In an essay for The New York Review of Books, Michael Greenberg breaks down four aspects of the city’s current housing crisis: homelessness, rent stabilization loopholes, Mayor de Blasio’s housing plan, and alternatives for reform. Nestled within every terrifying statistic are heartbreaking personal stories — landlords grinding down tenants financially and emotionally until they give in, families with children bought out of apartments they’ve lived in for decades after the rent “perfectly legally” doubles overnight. “I put up with these streets when you had to be half-crazy to go out to the bodega for a quart of milk after dark,” one renter says. “Why should we have to leave?”
An artist I know in South Williamsburg took flight after her landlord paid a homeless man to sleep outside her door, defecate in the hallway, invite friends in for drug-fueled parties, and taunt her as she entered and left the building. In East New York a mother tells of a landlord who, after claiming to smell gas in the hallway, gained entry to her apartment and then locked her out. In January, a couple with a three-month-old baby in Bushwick complained to the city because they had no heat. In response, the landlord threatened to alert the Administration for Children’s Services that they were living with a baby in an unheated apartment. Fearful of losing their child, they left, leaving the owner with what he wanted: a vacant unit.
Stories like these move through the city like an underground stream.
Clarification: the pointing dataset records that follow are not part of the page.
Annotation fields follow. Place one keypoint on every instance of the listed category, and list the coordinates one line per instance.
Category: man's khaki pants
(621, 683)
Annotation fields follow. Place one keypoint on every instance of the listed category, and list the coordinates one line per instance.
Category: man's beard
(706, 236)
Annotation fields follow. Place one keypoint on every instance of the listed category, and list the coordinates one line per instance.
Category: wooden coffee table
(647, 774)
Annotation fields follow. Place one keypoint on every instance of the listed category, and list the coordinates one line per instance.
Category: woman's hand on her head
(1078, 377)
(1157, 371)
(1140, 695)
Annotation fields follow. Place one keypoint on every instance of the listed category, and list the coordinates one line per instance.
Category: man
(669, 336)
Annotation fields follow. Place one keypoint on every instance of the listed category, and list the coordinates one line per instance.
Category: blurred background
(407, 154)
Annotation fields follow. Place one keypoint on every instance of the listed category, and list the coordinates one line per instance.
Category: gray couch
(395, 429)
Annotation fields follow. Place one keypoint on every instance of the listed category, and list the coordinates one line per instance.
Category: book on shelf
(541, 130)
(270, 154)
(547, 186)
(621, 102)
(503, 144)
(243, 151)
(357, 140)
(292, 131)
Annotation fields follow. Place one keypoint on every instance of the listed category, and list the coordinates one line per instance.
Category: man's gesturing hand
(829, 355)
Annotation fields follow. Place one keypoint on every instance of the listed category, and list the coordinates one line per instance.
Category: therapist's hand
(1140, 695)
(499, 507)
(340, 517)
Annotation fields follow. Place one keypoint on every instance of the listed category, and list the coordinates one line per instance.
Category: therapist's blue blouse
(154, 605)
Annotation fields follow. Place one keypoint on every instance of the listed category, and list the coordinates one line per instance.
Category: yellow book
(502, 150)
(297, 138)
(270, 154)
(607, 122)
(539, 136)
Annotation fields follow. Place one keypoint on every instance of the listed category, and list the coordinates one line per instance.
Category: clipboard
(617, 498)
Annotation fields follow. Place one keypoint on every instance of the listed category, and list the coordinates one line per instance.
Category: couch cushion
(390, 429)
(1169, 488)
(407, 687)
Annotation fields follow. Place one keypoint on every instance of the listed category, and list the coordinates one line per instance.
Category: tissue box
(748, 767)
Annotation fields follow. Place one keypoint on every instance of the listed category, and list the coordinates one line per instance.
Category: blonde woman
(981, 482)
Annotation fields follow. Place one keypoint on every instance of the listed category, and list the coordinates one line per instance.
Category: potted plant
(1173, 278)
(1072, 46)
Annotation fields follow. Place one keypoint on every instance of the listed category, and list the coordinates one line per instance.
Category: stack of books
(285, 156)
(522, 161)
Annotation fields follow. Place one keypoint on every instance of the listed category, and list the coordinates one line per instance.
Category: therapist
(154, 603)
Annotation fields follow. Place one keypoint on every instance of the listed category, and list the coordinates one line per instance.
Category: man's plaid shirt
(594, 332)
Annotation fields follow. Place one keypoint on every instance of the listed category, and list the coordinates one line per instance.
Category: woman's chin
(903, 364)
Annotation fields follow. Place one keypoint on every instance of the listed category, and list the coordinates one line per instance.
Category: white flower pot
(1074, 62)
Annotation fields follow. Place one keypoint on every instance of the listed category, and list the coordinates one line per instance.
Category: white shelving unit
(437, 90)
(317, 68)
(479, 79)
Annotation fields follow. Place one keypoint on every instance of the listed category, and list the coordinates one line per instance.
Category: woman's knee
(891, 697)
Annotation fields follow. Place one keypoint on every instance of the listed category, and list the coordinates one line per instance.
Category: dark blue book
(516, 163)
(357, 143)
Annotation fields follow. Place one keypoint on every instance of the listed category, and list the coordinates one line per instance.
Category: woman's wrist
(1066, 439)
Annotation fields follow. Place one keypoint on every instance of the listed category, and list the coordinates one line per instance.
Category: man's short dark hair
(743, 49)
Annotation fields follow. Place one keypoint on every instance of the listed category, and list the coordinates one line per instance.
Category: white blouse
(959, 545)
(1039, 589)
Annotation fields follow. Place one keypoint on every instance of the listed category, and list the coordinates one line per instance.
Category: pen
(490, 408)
I repeat them not because they are extraordinary, but because they are a fact of life for thousands of New Yorkers. For the most part they go unnoticed. The displaced slink away, crouched into their private misfortune, seeking whatever solution they can find. Many experience displacement as a personal failure; they dissolve to the fringes of the city, forced to travel two or three hours to earn a minimum wage, or out of the city altogether, to depressed regions of Long Island, New Jersey, or upstate New York. If they have roots in the Caribbean, as some residents of Central Brooklyn do, they may try to start again there. Or they may join the growing number of people who are officially homeless, dependent on the city for shelter.